A well designed top-level script can be easier to maintain than a monolithic script. This is the case if the role of the top-level script is to invoke the appropriate lower-level script to complete each step in the build and deployment process. Changes to one or more steps can be isolated to the lower-level scripts that implement these steps.
Compared to helper scripts and a monolithic script, the top-level script is superior. However, the top-level script still falls short in comparison to the pipelined approach.
Using the Pipelined Approach to Automate Workflow and Job Execution
The pipelined approach to build and deployment automation improves on the scalability and maintainability of a top-level script. This approach combines workflow with job execution to automate the end-to-end build and deployment process.
The workflow defines the sequence of steps required to build and deploy the software application. The workflow identifies dependencies between steps. The workflow knows when steps must be executed in sequence and when they can be executed in parallel.
Job execution is the automation of each step in the workflow. Job execution is more than executing the commands to complete a step. Job execution entails configuring the environment so that the commands run properly. This is a major difference between the pipelined approach and helper scripts. While a helper script relies on the operator to know how to run the script, a job execution engine handles the setup for the operator.

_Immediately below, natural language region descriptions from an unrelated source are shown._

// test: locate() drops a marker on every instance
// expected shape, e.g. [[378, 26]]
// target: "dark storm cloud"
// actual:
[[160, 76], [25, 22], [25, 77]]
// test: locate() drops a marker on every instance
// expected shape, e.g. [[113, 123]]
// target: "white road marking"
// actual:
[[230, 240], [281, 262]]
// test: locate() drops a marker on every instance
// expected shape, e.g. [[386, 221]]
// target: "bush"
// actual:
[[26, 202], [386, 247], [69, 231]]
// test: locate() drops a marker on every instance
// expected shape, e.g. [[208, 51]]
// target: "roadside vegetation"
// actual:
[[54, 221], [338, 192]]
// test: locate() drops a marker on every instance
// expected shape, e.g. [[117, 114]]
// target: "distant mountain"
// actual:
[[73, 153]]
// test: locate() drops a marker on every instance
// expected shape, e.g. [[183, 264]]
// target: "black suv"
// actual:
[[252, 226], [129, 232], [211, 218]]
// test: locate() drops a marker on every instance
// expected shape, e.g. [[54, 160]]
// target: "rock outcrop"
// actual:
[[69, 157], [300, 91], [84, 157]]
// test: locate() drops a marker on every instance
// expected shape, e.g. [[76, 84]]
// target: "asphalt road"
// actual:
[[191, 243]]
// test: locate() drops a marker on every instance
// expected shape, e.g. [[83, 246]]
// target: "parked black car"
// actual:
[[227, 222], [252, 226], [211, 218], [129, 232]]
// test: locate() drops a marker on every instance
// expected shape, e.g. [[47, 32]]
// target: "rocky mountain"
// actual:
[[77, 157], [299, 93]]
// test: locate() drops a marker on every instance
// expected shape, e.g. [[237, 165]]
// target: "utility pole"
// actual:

Implementing a Pipelined Approach
The most effective way to implement the pipelined approach is by using a robust framework. AnthillPro is an example of a commercial tool that automates both workflow and job execution. Using AnthillPro, an automation engineer specifies workflows that define the end-to-end build and deployment process. Each workflow consists of one or more jobs. Each job contains a sequence of job steps. Each job step is a command or script that is executed by an AnthillPro agent from the command line.
AnthillPro ensures that jobs run in the right order in the correct environments. While each job step executes AnthillPro logs the output and checks for successful completion. Only when the step completes successfully does AnthillPro invoke the next step.
Since AnthillPro automates both the workflow and the jobs automation engineers can focus on specifying the actual commands that comprise each step in the build and deployment process. Additionally, an automation engineer can implement jobs in a job library so that the same job can be used in different workflows. For example, the job that deploys a Java EAR file to an application server can be placed in the job library and used by all workflows that deploy applications packaged in an EAR file.
Consider the different approaches before automating a build and deployment process. The quick and simple approach is not likely to be the most extensible and maintainable. Helper scripts, a monolithic script, and a top-level script are approaches for build and deployment automation. While these approaches are preferred to a manual process, the pipelined approach is ideal because it automates both the workflow and the jobs that comprise the workflow. The combination of workflow and job execution can be used to implement build and deployment automation that is flexible and extensible.